We stayed at an amazing Airbnb on Gozo: https://www.airbnb.com/rooms/5867055
The hosts are warm, engaging and truly want you to feel at home. And the place is a home, the place they spent summers and weekends with their children. It's an old stone building, so very cool. But we cranked up the wood burning stove and heated our main living area perfectly. Not to mention offered us all visual and experiential delight. We cooked most nights. The aubergine, carrots, onion and veggies in season were amazing. Not much fruit grows on the island so we focused on the best offering we found, the cheese. I sing praises to the makers of Malta cheese. Not only them but the cheese you find there. The goat cheese is sublime. We don't eat meat so this was our heaven. The other big food offering we partook in was the fish. It's fresh and every where. Breads are usually white but I found a lovely flat, brown, seeded loaf for Ruya and some local Gozo honey.
We spent days exploring. Victoria is the central hub of Gozo and a great place to have coffee, buy produce and walk around. Afternoon's were spent on the beach, with the red sand and ocean smell. Ruya stripped naked and relished every minute of it. She handled the average 17 degree day and colder ocean well, focused on her play and joy.

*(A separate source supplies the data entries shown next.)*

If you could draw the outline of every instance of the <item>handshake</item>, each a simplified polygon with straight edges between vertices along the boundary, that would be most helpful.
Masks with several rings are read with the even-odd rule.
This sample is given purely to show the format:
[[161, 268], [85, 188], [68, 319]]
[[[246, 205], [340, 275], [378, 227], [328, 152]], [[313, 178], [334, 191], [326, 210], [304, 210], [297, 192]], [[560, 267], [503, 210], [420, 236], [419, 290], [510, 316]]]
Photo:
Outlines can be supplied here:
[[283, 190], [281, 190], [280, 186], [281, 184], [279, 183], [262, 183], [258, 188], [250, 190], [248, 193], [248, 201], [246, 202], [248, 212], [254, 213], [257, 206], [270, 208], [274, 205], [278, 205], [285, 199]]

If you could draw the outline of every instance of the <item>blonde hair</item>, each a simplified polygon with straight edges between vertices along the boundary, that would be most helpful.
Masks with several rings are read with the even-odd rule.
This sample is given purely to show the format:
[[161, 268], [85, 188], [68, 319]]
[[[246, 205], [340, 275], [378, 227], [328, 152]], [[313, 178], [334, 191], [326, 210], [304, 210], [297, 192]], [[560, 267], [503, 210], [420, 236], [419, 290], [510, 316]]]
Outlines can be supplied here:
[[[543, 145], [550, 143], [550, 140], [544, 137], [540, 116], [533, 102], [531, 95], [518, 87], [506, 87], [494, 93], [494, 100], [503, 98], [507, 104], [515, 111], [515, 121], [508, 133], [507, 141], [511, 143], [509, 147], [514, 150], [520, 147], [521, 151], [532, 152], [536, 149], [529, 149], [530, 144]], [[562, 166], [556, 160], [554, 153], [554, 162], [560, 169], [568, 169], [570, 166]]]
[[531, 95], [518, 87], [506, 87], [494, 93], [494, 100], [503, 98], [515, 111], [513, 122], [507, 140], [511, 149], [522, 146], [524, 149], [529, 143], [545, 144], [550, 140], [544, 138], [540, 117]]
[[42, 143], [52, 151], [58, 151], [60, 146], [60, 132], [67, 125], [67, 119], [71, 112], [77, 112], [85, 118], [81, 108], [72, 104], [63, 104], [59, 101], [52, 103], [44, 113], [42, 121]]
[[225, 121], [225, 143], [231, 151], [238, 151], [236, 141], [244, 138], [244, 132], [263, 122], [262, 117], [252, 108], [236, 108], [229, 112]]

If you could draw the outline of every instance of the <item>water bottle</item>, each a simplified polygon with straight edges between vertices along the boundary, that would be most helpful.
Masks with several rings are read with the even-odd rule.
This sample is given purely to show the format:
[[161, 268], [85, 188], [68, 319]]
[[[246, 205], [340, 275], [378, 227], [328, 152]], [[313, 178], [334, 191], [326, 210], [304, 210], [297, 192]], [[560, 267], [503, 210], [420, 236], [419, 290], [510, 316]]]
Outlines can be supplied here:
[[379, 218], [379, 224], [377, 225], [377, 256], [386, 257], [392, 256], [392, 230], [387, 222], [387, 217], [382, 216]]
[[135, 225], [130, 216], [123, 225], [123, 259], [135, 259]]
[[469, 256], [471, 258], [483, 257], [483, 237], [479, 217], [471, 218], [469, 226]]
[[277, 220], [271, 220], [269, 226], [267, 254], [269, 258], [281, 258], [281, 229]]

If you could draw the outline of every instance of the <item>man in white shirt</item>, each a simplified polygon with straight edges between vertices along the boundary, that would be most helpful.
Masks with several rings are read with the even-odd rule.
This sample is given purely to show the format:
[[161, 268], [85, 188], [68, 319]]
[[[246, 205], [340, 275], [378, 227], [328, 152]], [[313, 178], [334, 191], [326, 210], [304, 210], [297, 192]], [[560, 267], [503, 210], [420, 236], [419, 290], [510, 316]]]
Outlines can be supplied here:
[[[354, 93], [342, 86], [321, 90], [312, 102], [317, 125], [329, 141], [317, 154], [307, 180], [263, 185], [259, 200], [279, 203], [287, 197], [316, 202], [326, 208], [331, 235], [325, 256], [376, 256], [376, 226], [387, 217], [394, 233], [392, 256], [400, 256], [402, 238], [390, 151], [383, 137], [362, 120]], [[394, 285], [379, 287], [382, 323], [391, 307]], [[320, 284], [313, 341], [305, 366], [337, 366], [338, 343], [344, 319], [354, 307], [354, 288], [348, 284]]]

When not on Gozo we did drive around the island a bit. The roads meander with tons of turning circles. I was the navigator and had a big learning curve in managing to get us to our destination. Luckily I broke through some old beliefs in my less than optimal navigation techniques. Emrah counseled me and was very patient. I learned to focus on territory more than the map. The map became a general guide rather than the final word. And started each trip with an idea of general direction. Sounds simple but in practice it took me some time to get my head around the ideas.
Mdina was beautifully ancient but not nearly as silent as described in our research. Valletta has great restaurants and shopping and we enjoyed this area more than Saint Julian.
I finished this six day excursion feeling expanded and energized. Ruya has a deep blue Malta dress to remember the experience. I have an itch in my feet for more. For off season travel I would say Malta topped the list and Mid January is the time to go.